Should You Go to a Large or Small University?
Class Size: This is one of the most immediate factors you'll discern when heading off to college.
- Large University: Going to a large school, you can expect first-year lectures to have up to 500 students in them. It's a great way to make (study) friends quickly and easily, for there's no shortage of faces to talk to. On the downside, it can be hard to make yourself known to the professor, and it'll be unlikely to ever get a family atmosphere-like feeling.
- Small College: Here, your classmates and teachers will remember your face very soon, which can be both a good and bad thing. While such an intimate setting builds trust and accountability, it can also breed a long memory in others.
Courses: There's a definite correlation to the types and breadth of courses you can take with the size of the school.
- Large University: The larger the school, the better your chances at taking just about any class you want. Big schools also tend to have professional schools available, like law, medicine, and dentistry, giving students many options to become very highly educated.
- Small College:You're probably not going to be able to take Poetry of the First World War at a college with a student population of 5,000, but there are certain advantages. For example, you have more chances to build relationships with your professors and fulfill course requirements in more alternative ways.

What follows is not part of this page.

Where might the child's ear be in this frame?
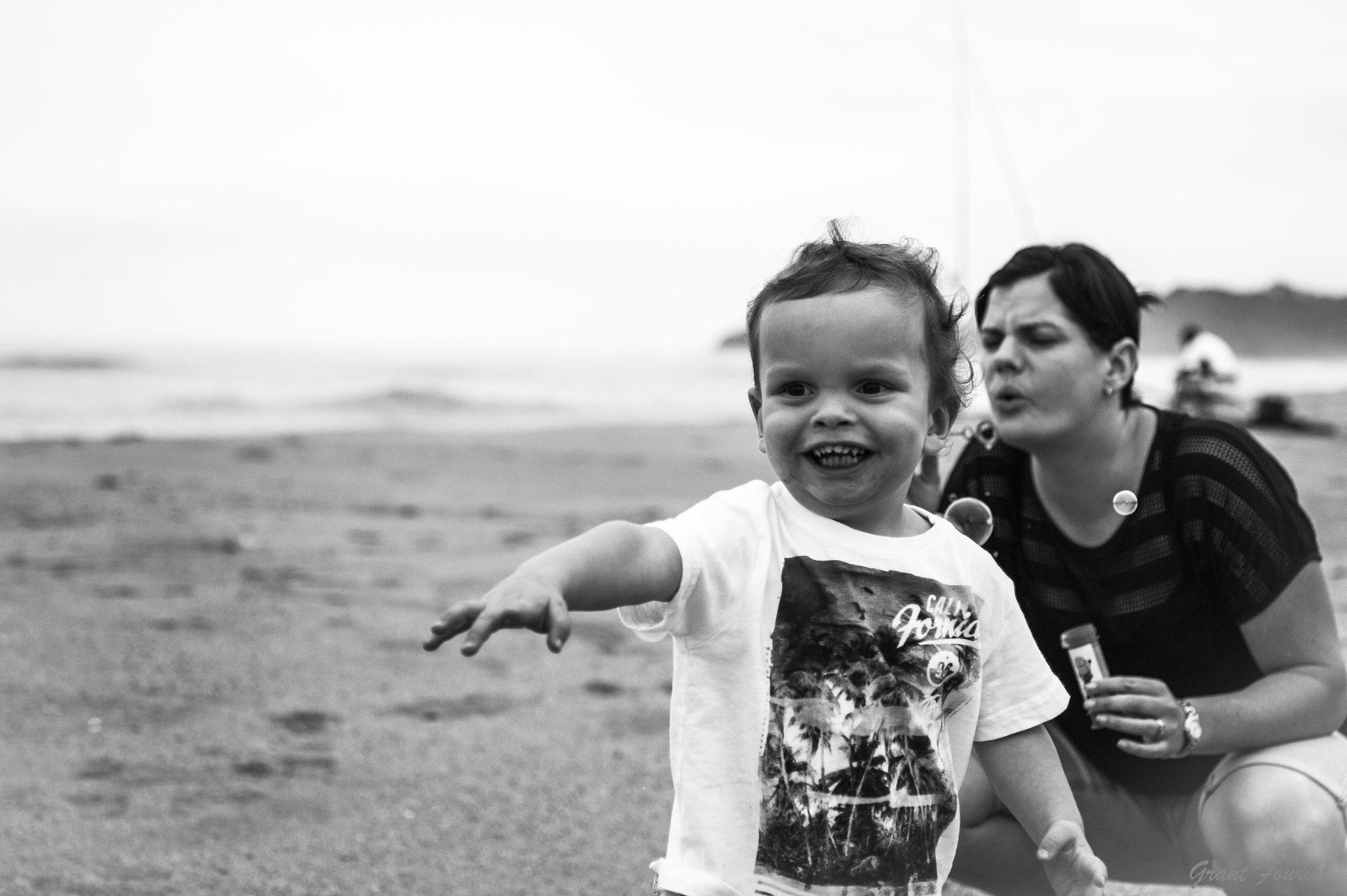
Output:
[921,408,954,455]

Reputation: With the right student, the name of the school doesn't matter. But those are one in a million and for the rest, name is almost everything.
- Large University: There's no doubt that putting Yale or Stanford on your CV will make you stand out from the crowd. And for athletes, there's no better competition and preparation for the pro level by playing for a big-name school like Alabama or Michigan State.
- Small College: The smaller and less-recognizable your school is, the harder you'll have to work at setting yourself apart from students across the country. And playing sports at a small school means you'll have little chance of facing stiff competition or getting noticed by scouts.